Ab-Initio insight into non-local charge fluctuations in optical conductivity for α-RuCl₃through a Wannier basis: Highlighting the role of chemistry in correlated electron systems

α-RuCl₃ is one of the top contenders for hosting a quantum spin liquid as its exact ground state by possibly being a real material realization of Kitaev's anisotropic spin model. While there is still no consensus for the magnetic ground state, there is plenty of rich physics in the electronic excitations (i.e optical conductivity). We simulate the optical excitations of α-RuCl₃, by invoking a parameter-free treatment of the Random Phase Approximation (RPA) to exact Time Dependent Density Functional Theory (TD-DFT) implemented using a Wannier basis. The calculated optical peak for α-RuCl₃ (peak at ~1eV) is in very good agreement in location and absolute units with experiment. There are two key findings using this implementation.
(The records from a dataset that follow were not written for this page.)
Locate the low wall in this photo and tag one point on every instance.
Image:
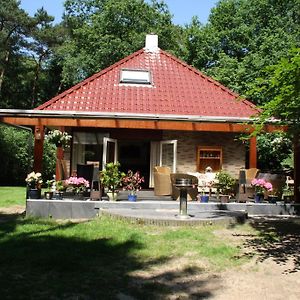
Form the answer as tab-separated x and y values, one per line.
70	209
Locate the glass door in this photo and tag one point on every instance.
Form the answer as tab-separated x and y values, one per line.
110	153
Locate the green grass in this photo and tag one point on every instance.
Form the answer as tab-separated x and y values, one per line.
12	195
44	259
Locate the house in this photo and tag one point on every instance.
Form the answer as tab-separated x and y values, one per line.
148	109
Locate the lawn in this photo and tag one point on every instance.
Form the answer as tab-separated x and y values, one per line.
12	195
103	258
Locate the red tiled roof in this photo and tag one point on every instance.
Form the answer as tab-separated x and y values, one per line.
176	89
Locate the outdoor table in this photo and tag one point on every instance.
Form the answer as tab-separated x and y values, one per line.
183	184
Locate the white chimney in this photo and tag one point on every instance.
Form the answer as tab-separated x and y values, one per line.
151	43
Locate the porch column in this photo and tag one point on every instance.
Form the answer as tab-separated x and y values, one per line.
38	148
297	168
252	153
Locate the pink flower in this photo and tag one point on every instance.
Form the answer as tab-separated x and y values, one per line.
261	185
77	184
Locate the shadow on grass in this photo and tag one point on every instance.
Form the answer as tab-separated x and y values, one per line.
278	239
38	263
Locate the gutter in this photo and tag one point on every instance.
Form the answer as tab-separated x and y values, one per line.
58	114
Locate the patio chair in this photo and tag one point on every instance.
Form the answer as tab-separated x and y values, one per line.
87	172
62	169
162	181
191	192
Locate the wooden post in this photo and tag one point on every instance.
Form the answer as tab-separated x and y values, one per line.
38	148
252	153
297	169
59	157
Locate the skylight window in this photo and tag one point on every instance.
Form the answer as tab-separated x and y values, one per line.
135	76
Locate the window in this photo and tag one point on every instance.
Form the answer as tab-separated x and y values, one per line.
135	76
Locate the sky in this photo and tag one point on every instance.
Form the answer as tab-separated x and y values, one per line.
182	10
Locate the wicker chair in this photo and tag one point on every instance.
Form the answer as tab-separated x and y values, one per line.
162	181
191	192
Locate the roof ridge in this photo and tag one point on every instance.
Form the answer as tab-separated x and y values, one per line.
89	79
210	79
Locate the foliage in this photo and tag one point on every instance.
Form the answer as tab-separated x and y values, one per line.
16	149
12	195
132	181
281	85
49	161
77	184
273	149
261	185
103	32
27	46
224	182
34	180
241	38
58	138
111	177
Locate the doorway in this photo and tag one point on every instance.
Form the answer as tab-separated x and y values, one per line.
135	156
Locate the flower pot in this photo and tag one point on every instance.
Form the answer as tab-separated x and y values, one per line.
204	198
272	199
224	198
132	197
58	195
259	198
34	194
48	195
112	196
78	196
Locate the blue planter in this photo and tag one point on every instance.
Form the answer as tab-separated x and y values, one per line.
204	198
34	194
259	198
132	198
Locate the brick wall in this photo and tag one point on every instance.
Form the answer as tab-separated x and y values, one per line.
233	151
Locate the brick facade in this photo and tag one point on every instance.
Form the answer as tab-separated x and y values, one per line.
234	152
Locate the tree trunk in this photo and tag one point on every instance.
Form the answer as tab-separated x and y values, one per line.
3	70
297	168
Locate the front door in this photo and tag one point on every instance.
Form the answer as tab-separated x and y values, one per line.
163	153
168	154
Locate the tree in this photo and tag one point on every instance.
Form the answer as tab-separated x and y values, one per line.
282	86
14	27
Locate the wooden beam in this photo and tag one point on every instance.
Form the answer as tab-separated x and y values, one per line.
252	153
132	124
297	169
38	148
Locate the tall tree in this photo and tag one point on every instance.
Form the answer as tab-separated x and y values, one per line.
14	27
241	38
281	85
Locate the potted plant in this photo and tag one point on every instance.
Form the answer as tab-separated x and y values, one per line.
77	185
111	179
48	194
224	183
132	183
34	183
60	187
260	187
58	138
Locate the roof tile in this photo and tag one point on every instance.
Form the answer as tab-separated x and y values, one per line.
176	88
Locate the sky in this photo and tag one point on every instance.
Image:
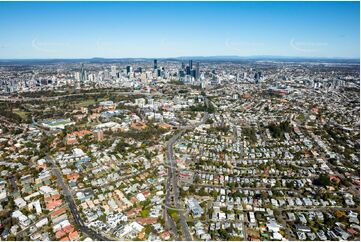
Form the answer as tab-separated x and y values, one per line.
173	29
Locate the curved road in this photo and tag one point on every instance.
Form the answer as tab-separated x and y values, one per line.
172	181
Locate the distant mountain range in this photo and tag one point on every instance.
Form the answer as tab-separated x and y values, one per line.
231	58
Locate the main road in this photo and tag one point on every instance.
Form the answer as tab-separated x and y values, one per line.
72	206
172	182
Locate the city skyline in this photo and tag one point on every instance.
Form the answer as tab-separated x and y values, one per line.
68	30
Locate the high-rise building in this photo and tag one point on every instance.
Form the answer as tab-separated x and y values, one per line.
197	71
82	73
129	69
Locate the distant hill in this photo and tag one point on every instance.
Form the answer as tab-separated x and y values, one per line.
232	58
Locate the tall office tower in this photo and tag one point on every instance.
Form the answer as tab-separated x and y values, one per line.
113	71
197	71
188	70
82	73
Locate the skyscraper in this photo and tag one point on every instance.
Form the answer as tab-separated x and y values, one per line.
82	73
197	71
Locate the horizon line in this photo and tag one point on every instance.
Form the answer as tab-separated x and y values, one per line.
180	57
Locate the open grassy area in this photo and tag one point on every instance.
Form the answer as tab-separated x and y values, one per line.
87	102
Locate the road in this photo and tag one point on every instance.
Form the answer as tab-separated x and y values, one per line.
72	206
172	181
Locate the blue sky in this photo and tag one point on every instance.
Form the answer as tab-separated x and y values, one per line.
171	29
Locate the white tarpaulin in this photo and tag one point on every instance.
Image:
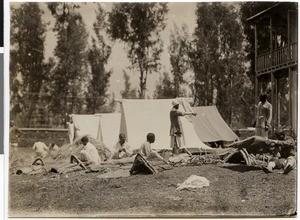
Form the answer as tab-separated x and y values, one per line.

The first is the origin of the insulating gap in the ground state appears to be due to the interplay between relativity (spin-orbit coupling) and correlation (Hubbard U). The second finding is the surprising result that to converge the optical peak in the calculation, there are sizable Ru-Ru electron-hole pairs of Wannier d-like orbitals spanning beyond neighboring sites. This is determined due to the strong covalency built into the underlying solid state electronic structure of the underlying α-RuCl₃, in particular the hexagonal arrangement of Ru atoms.